Do his training and Teutonic temperament express themselves in the wines he produces? Judge for yourself, but it is worth considering when sipping a meticulous glass of Blue Grouse Pinot Gris.

Unfortunately, this book won't be much help learning about wine styles produced by Kilz and others.

Schreiner will forget more about B.C. wines than most will learn, and that carries the book through some awkward patches, but the general dearth of insights on terroir, varietal selection, and wine styles leaves the reader wanting.

ISLAND WINERIES OF BRITISH COLUMBIA

By the contributors of Eat Magazine, edited by Gary Hynes

TouchWood Editions, $30

The combined effort of contributors to Eat magazine - edited by the publication's founder, Gary Hynes - Island Wineries of British Columbia is an accessible and elegant must-have book for anyone interested in Vancouver Island and Gulf Islands wine.

With the balance of a fine wine, this book combines beautiful colour images, readable prose and substantive content in a professionally packaged product that has both structure and purpose.

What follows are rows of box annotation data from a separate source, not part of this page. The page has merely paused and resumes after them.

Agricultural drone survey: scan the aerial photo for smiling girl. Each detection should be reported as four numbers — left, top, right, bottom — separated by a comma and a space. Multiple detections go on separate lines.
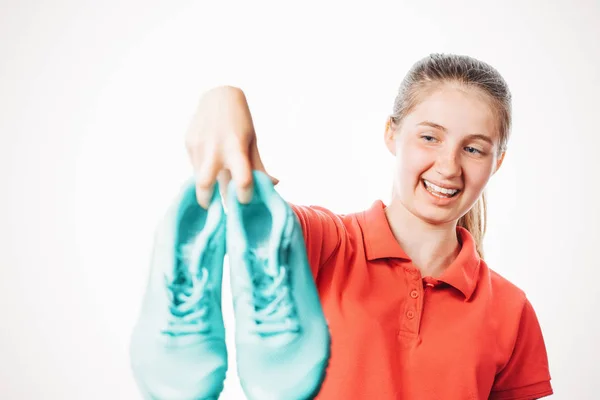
187, 54, 553, 400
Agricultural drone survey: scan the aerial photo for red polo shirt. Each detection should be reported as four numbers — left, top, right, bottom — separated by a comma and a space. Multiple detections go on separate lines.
291, 201, 552, 400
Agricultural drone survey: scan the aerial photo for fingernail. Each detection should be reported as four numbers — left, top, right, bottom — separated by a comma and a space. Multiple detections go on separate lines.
196, 188, 213, 210
238, 188, 252, 204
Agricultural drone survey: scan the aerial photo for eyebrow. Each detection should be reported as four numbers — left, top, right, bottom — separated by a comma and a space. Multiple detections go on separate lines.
417, 121, 494, 146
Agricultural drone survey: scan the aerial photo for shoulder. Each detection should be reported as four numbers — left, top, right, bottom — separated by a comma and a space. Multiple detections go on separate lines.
479, 259, 527, 307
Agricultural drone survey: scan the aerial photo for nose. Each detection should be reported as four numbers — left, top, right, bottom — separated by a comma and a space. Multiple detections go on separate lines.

As with Schreiner's book, attention is paid to the personalities involved, but Island Wineries goes further, delving into the varieties favoured by each, and why. It also digs deeper into the local terroir, highlighting why specific varieties do well here, such as Ortega, Bacchus, Pinot Noir and Marechal Foch, to name a few. What is more, the book touches on various fruit wineries, cideries, meaderies and even artisan distillers and craft breweries.

And what is wine without fine cuisine? To that end, Island Wineries devotes an entire section of the book to seasonal dishes developed by chefs at some of the best restaurants on the Coast, matching each to local wines. To be sure, this is a satisfying and sophisticated book that will delight the oenophile on your Christmas list.